As i live in a hard water area and would like to keep a more sensitive kind of shrimp, What would be the best way of lowering my GH, Would peat in my external work or would i be better going for a RO unit?


Cheers


----------



## billy boy (7 Apr 2010)

Thanks for all the advice   Just went and bought a RO unit! Just incase anyone was interested


----------



## mlgt (7 Apr 2010)

Tell us the model and the cost for it 

Who did you buy it from? Also how will you install it? Im planning to buy a unit later this year.


----------



## Ed Seeley (8 Apr 2010)

billy boy said:
			
		

> Thanks for all the advice   Just went and bought a RO unit! Just incase anyone was interested



You only gave people a day!  

RO is the way to go though if you want to reduce the hardness of the water - peat and other things have limited and relatively temporary effects IME.


----------



## billy boy (10 Apr 2010)

mlgt said:
			
		

> Tell us the model and the cost for it
> 
> Who did you buy it from? Also how will you install it? Im planning to buy a unit later this year.

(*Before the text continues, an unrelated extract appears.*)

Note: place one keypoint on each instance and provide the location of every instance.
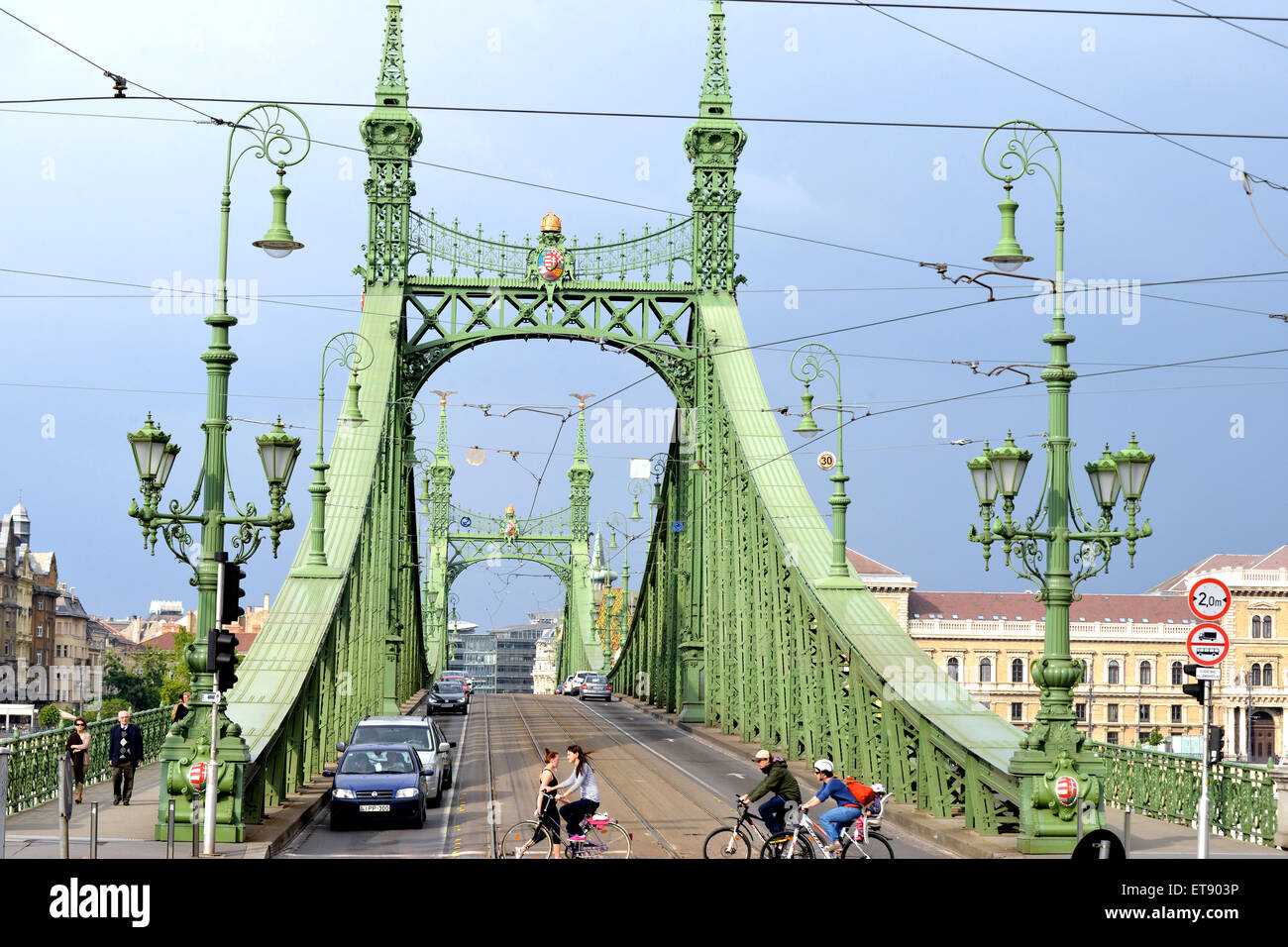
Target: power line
(590, 114)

I bought my RO unit from vyair and have to say that his service and after care service are second to none    As well as being very well priced. 
I got the 50 gallon a day RO unit,2 spare filters and 3 taps, Posted for just under Â£70 next day   It comes with a metre of tubeing on the inlet, waste and the RO water which was enough for me.
Cant recommend this guy enough so here's his website   

http://www.vyair.com/scripts/prodView.asp?idproduct=54

Cheers


----------



## chris1004 (10 Apr 2010)

Hi

Totally agree with ED, RO is the way to go if you want to have total control over your water parameters, wouldn't be without mine.

Regards, Chris.


----------



## mlgt (12 Apr 2010)

Excellent price. Have you got it installed now? For that price I will get one myself but need to know that I dont need a degree in DIY skills


----------



## chris1004 (12 Apr 2010)

Hi mlgt,

They are very easy to install and maintain. Most of the connectors commonly used on RO units are of the 'john guest' push fit variety (you can put them together and take them apart as many times as you like and they don't leak, best thing since sliced bread!!) so nothing really to worry about there. You will need a bit of ptfe tape just to make a seal on the threaded connectors though if its not already done when you get the unit. 

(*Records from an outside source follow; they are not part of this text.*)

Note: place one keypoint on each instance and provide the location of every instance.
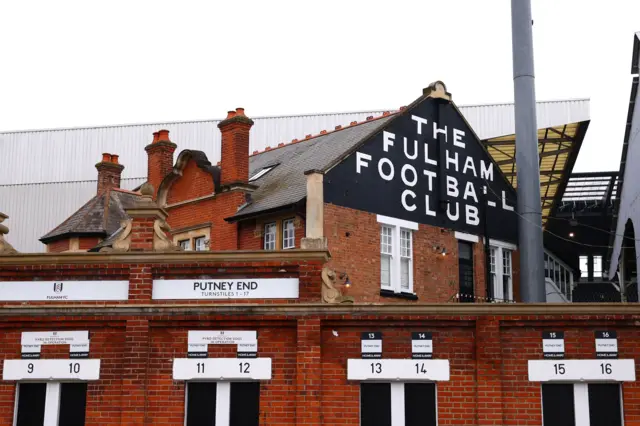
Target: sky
(84, 63)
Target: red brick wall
(193, 183)
(354, 242)
(58, 246)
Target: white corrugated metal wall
(51, 173)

The hardest part really is connecting to the water supply and the drain. There are a few different ways of doing it but its not rocket science. Try to avoid the self piercing taps that they normaly supply with the unit if you can. IMO its not the best way of making a connection to the supply and could be frought with trouble if you don't get it right and could cause problems long term as you actually pierce the pipe you fit it to. 

If you have a washing machine connection near to the place that you want to install the RO filter 9commonly under a kitchen sink) its just a simple matter of buying a Y connector (one side goes to the washing machine and the other to the RO unit) and an adapter to fit the RO supply line into.

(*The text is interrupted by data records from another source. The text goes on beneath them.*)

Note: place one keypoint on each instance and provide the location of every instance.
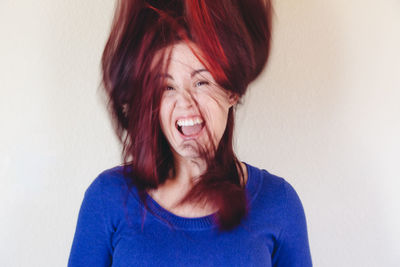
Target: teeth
(189, 122)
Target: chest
(157, 246)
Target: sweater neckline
(204, 222)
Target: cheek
(165, 115)
(217, 113)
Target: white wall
(325, 115)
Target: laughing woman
(174, 72)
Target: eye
(200, 83)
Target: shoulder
(274, 195)
(108, 185)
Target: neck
(186, 170)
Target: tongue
(191, 130)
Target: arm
(292, 244)
(92, 240)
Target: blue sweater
(110, 230)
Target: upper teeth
(189, 122)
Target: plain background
(325, 115)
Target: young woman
(174, 71)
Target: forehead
(183, 57)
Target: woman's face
(194, 109)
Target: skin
(190, 92)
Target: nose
(185, 99)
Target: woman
(174, 72)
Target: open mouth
(190, 127)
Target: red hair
(234, 39)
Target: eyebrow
(194, 73)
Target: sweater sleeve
(293, 248)
(92, 241)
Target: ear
(233, 98)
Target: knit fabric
(114, 229)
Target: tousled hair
(233, 37)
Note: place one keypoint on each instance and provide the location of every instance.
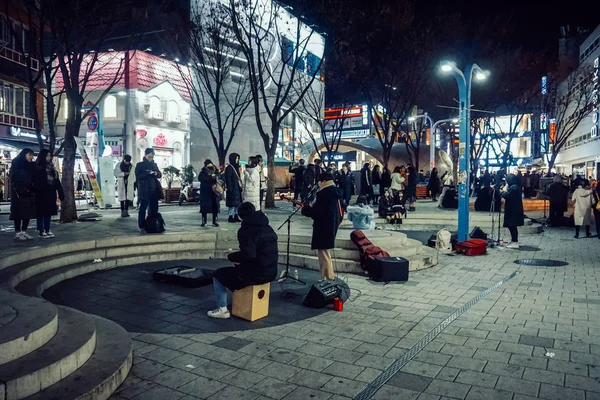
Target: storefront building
(581, 153)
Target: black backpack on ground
(154, 224)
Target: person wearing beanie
(147, 177)
(326, 213)
(209, 200)
(254, 264)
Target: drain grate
(541, 263)
(397, 365)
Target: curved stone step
(102, 374)
(68, 350)
(37, 284)
(35, 324)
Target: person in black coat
(209, 200)
(433, 186)
(345, 184)
(22, 197)
(234, 187)
(298, 177)
(366, 182)
(326, 214)
(47, 187)
(147, 177)
(255, 262)
(514, 215)
(308, 181)
(558, 194)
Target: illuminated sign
(595, 100)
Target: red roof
(145, 72)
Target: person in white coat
(252, 183)
(583, 209)
(125, 179)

http://www.osmotics.co.uk/washing-machine-ypiece-34-bsp-p-144.html

http://www.osmotics.co.uk/tap-connector-for-14-tube-p-72.html

Another method would be to fit an inline connector like this into your existing plumbing.

http://www.purewaterproducts.co.uk/index.php?main_page=product_info&cPath=8&pr

The waste water can be fed into your existing waste pipes by fitting one of these, just make sure the inlet is at the top of the waste pipe not the bottom.

http://www.purewaterproducts.co.uk/index.php?main_page=product_info&cPath=8&products_id=78

But the above are by no means the only solutions just a few commonly used ones to give you some ideas.

Regards, Chris.


----------



## frothhelmet (23 Apr 2010)

Just wanted to chime in here. I have 20l with 3l of ADA Amazonia I in it. My tap has Ph 8 and Kh 13. Even with 10% daily water changes Aquasoil brings the Ph down to 6 (with pressurized CO2) and the and the Kh to 3.


----------